CONFERENCE TRACK DETAILS
Lean product development and innovation
Lean and Innovation have both been touted as transformational strategies
that are essential to long term survival of organizations. Lean Product
Development brings the two constructs together to gain competitive
advantage. The traditional academic and practitioner literature still
remains partitioned into the two streams of lean transformation and
innovation. The classical lean transformation ideas stem from three books:
Machine that Changed the World, Lean Thinking, and Lean Enterprise Value.
This has evolved from being product/customer focused to being truly
multi-stakeholder, and enterprise value centric. This evolution provides an
opportunity to understand and critically assess the coupling between lean
enterprise thinking and innovation. The four factors that Van de Ven
identified in 1986 as being key to successful innovation, namely, the human
problem of managing attention, the process problem of managing good ideas
into good currency, the structural problem of managing part-whole
relationships, and the strategic problem of institutional leadership, remain
relevant today. In this track, we will focus on the application of lean
enterprise ideas and principles to the innovation process. The areas covered
will include idea generation, new product/service development, sustainment,
and retirement.

Scaling agile to lean
Many software teams adopt agile without any significant challenges or
problems presenting themselves.

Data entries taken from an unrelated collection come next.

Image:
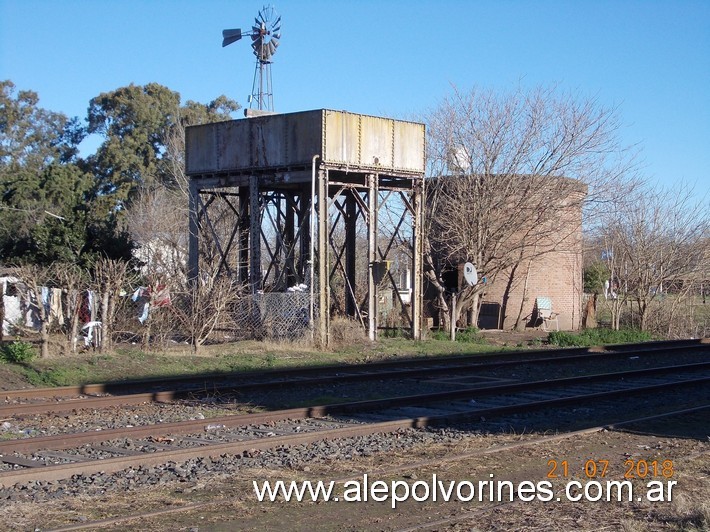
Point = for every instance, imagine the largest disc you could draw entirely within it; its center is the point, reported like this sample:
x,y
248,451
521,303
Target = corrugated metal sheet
x,y
341,139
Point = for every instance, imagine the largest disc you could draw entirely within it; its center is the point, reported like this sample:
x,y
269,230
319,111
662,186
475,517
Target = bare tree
x,y
657,241
504,168
201,305
110,277
74,280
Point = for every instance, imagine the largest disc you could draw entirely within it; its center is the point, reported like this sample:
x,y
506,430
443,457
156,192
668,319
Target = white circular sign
x,y
470,274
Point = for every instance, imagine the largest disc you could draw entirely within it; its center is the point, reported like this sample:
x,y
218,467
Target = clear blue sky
x,y
397,58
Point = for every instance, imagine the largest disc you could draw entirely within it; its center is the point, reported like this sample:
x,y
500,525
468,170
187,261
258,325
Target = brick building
x,y
553,268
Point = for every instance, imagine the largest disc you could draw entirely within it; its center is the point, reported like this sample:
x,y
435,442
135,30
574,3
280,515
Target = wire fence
x,y
272,316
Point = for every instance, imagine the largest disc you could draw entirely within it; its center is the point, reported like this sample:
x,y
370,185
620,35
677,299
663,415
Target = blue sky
x,y
650,58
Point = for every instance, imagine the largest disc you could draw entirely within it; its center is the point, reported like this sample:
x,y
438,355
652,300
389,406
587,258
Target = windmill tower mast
x,y
265,35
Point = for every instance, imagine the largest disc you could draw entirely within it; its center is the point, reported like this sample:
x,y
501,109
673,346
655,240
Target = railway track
x,y
57,457
96,396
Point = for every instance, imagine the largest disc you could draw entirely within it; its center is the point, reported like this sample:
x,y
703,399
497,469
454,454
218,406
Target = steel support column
x,y
372,204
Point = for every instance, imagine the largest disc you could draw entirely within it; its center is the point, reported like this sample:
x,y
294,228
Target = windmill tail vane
x,y
265,36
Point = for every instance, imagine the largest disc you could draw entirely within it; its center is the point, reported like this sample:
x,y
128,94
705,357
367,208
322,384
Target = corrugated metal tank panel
x,y
287,140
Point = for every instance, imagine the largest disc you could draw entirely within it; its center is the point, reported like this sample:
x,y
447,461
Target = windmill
x,y
265,35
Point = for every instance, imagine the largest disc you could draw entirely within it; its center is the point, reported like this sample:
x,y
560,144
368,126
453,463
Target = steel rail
x,y
339,371
398,469
426,367
65,441
110,465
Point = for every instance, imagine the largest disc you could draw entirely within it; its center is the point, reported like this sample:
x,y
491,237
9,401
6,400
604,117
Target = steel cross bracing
x,y
366,240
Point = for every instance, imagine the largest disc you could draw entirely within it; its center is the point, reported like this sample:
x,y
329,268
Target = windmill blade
x,y
230,36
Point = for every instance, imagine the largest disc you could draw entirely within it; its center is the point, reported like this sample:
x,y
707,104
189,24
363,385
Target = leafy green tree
x,y
138,124
32,137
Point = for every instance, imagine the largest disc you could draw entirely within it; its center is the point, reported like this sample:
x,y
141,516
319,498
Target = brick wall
x,y
554,271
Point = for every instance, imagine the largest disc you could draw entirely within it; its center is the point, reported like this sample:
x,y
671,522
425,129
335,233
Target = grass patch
x,y
591,337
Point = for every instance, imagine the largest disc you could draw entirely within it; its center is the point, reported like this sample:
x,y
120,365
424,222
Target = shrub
x,y
19,352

However, scaling agile to large development
groups, and even further beyond the team to the organizational level pose
very significant difficulties. It is difficult to know how to tackle large
development groups, to enable agility at the portfolio level, to enable
large scale distributed software development, or to make software
development an efficient part of the larger Product and System Development
process? In this track we aim to document some of these key challenges and
consequences as well as present studies and findings from industry and
academia on how to tackle these key challenges.

Beyond Budgeting
Beyond Budgeting is a "grass-root" movement of companies that are leaving
traditional management practices, including budgeting, for more flexible and
dynamic management processes built on a positive view on people. The Lean &
Agile principles have much in common with Beyond Budgeting. Lean & Agile
challenge traditional beliefs about how best to run business support
projects, while Beyond Budgeting challenges traditional thinking about how
to best run organisations. Both arrive at very similar conclusions. Complex
knowledge organizations operating in uncertain and dynamic environments need
agile and flexible processes, supporting fast and value driven decisions.
The Beyond Budgeting movement believes that organizations only will realize
the full potential from Lean & Agile when this becomes the way we run our
business and organization, and not just in our projects.